The investigation into Martin Baylor was released in conjunction with a state audit of library finances from 2008 to 2011 that revealed issues with credit card use and an unauthorized wage increase.
In Baylor's case, state auditors found instances when the then-library facilities service manager would not deduct hours from his library time sheet while he was teaching classes for Calumet Township and Ivy Tech Community College.
Baylor also would claim extra hours at the library on many occasions when he taught night classes for Ivy Tech, according to the Indiana State Board of Accounts investigation.
In all, Baylor is requested to reimburse $5,132 to the library for the duplicate hours claimed from 2006 to 2009. Baylor did not reply to a certified mailing of the report sent June 15, according to state records.
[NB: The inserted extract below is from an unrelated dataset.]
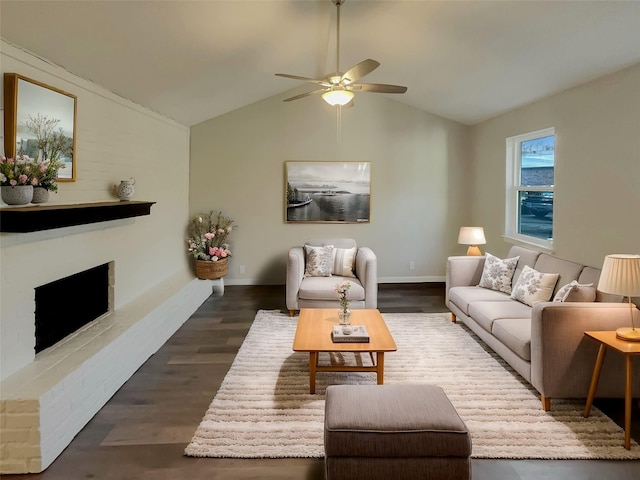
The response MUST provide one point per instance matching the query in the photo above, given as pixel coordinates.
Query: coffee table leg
(313, 363)
(380, 369)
Baylor had sued the Gary Public Library in federal court in 2010 attempting to be reinstated to his job following his suspension in 2009 “allegedly for the misuse of Library time,” according to the complaint. The case was later dismissed.
Interim Library Director Diana Morrow declined to comment on the investigation, but said the library has addressed all issues the state found in the audit. Morrow was not serving in the post during the time period for the audit or investigation.
“We've addressed each one of those issues, had meetings and got everything in order, so these won't be an issue again,” Morrow said.
The financial review comes at a time when budget constraints have forced the library to close locations as well as cut staff positions and pay.
Among the issues cited in the report, auditors found:
— Former Library Director Sherri Ervin purchased $5,062 in fuel for her personal vehicle with a library credit card without documenting business use
— $12,432 in undocumented credit card charges in the years covered by the audit
— Raises were not calculated correctly, leading to employees being overpaid $21,538 in February 2009 and underpaid $4,644 in March 2009
— An employee received a $7,566 salary increase in 2011 without evidence of board approval
In responding to the audit, the Library Board's president, Nancy Valentine, told the state the library would correct the mistakes.
“Through this review we have ascertained areas needed for improvement and shall make every effort to correct and strengthen weaknesses in our recordkeeping, policies and procedures,” Valentine told auditors.